実際に就職活動をしてみると、不採用の通知がくるたびに、「私は世の中で必要とされていないのか?」と考えてしまうことがありますが(これは悪い考え方だとわかってはいるものの …)、「どこかに私を必要としてくれるところがある」と信じて、私は活動を続けています。


次は病状に応じた仕事を
東京都 ペコちゃん


私は、統合失調症で二か月入院し、退院後半年経過した頃に、貯金も残り少なくなってきたので就職活動を開始しました。
主治医に相談したら、私の病状からすると、その時点での一日の労働可能時間は三から四時間で、週四日程度と言われてしまいました。
私は看護師の資格を持っているので、派遣会社に何社か登録しました。
すると、看護知識をいかしたデスクワークでフルタイム、三か月更新という仕事を見つけました。
病気のことはクローズでした。
主治医は、私がかたくなに仕事をしようとするので、私の納得のいくように仕事をさせてくれました。

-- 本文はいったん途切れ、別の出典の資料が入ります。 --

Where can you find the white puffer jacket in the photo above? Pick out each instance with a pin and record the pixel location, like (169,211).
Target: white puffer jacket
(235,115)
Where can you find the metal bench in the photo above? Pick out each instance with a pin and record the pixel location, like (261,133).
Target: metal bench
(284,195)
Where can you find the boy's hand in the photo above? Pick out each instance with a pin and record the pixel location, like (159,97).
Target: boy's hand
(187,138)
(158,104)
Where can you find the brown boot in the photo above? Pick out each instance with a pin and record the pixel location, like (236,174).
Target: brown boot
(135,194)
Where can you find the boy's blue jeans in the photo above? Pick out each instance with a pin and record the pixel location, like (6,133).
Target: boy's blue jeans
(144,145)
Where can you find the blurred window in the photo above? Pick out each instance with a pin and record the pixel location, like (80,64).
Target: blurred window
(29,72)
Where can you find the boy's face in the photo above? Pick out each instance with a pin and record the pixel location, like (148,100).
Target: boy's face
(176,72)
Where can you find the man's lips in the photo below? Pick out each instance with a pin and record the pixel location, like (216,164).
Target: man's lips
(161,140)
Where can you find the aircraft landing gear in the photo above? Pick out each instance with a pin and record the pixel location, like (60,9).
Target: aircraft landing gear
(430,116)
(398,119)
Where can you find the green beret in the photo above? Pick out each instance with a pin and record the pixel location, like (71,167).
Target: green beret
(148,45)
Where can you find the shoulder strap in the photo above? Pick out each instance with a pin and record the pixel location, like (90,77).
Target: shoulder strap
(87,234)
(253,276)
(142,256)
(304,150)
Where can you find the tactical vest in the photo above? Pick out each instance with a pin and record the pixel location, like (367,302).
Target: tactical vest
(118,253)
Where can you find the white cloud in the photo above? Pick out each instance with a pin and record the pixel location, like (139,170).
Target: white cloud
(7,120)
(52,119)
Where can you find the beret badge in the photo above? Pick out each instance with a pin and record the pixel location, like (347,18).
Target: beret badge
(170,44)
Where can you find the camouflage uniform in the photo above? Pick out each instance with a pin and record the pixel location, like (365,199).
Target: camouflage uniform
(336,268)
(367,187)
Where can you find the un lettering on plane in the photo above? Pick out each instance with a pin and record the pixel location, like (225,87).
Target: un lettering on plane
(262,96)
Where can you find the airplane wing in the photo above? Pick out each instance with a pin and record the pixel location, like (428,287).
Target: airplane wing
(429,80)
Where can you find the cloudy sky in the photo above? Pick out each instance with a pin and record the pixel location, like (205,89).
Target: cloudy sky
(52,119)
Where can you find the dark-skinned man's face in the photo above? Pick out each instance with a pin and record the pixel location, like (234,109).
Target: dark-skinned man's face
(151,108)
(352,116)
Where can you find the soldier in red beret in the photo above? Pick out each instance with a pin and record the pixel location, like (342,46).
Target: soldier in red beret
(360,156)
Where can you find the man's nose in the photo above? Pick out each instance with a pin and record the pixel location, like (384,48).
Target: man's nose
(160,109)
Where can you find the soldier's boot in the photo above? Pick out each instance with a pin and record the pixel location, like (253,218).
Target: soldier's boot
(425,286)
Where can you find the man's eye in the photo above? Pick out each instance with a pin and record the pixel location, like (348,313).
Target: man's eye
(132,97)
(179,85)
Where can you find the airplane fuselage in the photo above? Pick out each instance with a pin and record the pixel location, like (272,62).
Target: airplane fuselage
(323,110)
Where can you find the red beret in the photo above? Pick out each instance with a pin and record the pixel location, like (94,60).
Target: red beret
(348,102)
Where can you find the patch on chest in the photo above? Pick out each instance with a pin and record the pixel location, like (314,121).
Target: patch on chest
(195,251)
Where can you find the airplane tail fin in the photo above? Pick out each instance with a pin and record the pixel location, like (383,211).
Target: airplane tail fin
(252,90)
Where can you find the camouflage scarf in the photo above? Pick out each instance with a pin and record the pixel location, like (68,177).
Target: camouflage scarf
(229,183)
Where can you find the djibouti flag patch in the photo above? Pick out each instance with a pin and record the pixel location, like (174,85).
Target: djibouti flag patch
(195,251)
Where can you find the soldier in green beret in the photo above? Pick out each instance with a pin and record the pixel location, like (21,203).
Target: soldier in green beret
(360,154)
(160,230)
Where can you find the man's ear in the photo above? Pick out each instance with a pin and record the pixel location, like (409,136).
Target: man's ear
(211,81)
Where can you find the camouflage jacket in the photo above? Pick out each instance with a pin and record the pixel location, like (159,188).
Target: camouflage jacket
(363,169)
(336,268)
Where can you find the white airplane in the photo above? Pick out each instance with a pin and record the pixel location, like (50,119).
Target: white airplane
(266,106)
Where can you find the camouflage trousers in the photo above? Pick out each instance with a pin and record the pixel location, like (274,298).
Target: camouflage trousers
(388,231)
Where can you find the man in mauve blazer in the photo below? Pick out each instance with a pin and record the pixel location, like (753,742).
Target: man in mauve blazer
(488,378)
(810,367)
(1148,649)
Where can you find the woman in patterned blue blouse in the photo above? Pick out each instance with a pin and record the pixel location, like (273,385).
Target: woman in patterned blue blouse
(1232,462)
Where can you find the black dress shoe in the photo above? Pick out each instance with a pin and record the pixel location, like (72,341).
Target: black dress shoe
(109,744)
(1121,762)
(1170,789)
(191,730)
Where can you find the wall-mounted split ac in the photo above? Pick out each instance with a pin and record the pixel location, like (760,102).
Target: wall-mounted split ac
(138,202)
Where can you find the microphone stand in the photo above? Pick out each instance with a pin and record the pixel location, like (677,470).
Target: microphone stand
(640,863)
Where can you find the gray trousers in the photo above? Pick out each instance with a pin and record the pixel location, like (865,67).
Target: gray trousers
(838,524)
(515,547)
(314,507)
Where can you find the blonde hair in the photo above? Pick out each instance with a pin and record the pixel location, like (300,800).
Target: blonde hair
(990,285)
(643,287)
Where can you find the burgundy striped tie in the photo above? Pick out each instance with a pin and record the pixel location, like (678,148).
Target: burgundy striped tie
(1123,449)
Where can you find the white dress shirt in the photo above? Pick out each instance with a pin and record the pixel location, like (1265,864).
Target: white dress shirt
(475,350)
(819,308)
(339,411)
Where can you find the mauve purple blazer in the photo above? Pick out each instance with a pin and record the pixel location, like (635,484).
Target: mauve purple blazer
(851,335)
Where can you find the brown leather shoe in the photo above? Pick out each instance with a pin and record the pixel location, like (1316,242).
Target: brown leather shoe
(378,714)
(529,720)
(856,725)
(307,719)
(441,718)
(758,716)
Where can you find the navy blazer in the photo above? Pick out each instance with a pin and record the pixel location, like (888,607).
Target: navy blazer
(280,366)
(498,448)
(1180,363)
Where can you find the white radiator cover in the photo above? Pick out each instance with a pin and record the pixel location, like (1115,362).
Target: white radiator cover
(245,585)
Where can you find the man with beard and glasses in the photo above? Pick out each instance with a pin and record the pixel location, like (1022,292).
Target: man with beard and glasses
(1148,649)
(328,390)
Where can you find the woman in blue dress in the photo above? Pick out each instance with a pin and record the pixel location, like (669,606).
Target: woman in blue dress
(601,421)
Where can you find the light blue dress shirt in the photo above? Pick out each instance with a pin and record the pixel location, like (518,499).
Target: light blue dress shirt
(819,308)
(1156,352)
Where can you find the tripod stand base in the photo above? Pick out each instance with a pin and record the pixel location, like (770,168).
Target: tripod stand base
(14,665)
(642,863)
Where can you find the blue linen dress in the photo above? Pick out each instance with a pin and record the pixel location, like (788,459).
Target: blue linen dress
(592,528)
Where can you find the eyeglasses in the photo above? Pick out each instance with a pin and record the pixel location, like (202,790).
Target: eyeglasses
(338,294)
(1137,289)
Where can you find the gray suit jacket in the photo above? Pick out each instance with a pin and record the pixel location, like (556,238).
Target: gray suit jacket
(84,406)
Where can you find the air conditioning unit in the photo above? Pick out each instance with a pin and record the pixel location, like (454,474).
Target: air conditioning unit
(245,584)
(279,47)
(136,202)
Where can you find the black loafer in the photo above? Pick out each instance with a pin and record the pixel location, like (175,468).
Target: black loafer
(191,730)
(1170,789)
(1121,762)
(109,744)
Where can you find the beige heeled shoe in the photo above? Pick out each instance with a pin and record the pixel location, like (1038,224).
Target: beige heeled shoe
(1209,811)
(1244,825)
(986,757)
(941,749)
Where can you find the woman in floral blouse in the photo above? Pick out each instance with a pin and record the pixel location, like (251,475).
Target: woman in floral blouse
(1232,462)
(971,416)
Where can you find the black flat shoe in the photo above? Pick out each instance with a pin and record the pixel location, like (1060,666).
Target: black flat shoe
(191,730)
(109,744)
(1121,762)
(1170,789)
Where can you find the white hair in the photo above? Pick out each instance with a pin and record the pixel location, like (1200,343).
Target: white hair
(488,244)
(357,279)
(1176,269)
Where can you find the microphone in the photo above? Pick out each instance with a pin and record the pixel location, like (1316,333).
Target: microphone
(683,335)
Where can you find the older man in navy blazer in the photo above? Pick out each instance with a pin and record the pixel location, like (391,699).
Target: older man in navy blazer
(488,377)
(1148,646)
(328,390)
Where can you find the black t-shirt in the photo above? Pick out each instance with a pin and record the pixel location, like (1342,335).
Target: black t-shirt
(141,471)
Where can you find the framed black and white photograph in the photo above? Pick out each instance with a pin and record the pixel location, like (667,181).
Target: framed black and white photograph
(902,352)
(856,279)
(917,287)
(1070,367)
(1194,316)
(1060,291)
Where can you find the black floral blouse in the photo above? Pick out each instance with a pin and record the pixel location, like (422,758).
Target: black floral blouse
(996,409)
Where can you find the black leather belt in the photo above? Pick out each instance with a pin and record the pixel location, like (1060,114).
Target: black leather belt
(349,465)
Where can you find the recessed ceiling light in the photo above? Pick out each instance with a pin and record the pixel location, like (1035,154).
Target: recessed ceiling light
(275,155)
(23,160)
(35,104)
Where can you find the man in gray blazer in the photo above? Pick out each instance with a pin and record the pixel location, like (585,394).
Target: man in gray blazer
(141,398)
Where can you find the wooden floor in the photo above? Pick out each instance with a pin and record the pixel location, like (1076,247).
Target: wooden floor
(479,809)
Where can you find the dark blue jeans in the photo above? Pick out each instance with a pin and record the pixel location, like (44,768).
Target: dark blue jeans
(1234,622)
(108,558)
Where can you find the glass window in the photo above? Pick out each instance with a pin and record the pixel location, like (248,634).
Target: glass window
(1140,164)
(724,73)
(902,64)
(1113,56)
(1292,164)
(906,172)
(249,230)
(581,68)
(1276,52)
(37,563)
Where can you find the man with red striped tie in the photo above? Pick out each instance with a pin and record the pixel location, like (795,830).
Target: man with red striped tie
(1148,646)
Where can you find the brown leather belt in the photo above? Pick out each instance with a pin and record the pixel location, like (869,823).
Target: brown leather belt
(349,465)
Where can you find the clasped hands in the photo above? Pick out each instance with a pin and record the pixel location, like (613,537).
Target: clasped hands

仕事をしてみると、以前なら、まったく支障のないような事務処理もパソコン操作もできないし、集中力はないし、疲れやすいし、周囲の人に圧迫される感じなどがして気分が悪く、トイレで一時間ごとに休憩しながら仕事をしました。
一週間で限界を感じて辞めました。

主治医に話したら、しかることはなく、「よくがんばったね」と言ってもらえて救われました。
それからは、仕事の復帰については主治医としっかり相談すると決めました。
次に仕事に就くときには、病状に応じた仕事内容で就業できるように、オープンにして働きたいと思います。
今は、主治医の診察の他に、ソーシャルワーカーの面談を定期的に行い、就業に向けたアドバイスを受けています。


自分を待っていてくれる職場
石川県 ちえちえさん


うつ病で休職してから一年になる看護師です。
復職できるめどが立たないまま三か月が過ぎたとき、職場に申しわけないので辞めて、新しいスタッフを探したほうがよいのではと院長に申し出たことがありますが、
「大切なスタッフの一員なので別のスタッフを雇うつもりはない、必ず戻ってこられると信じている」
といってくれました。
この言葉に本当に救われました。
自分を待っていてくれる、自分の居場所があると思えるぶん、不安感も少なくなります。

主治医や主人は、家事、育児もあるので仕事は無理にしなくてもよいと言いますが、病気が軽快してくるにつれ、社会から取り残された感じがするのも事実です。

休職から半年後にやっと仕事に出てみようかなと思えるようになり、一回1から2時間ほど、主に患者さんに接しない雑用から始めてみました。
でも体調には波があり、完全復帰までの道のりは、自分が思うよりずっとたいへんです。週に何回も行けることもあれば、一か月行けないこともあります。

事務方の主任は、「うつ病は珍しい病気ではないのだから、協力していくのはあたりまえ」といってくれており、職場の理解はとてもありがたく、恵まれているなと思っています。
当面の目標は、定期的に出勤できるようになること、次に白衣で仕事ができるようになることです。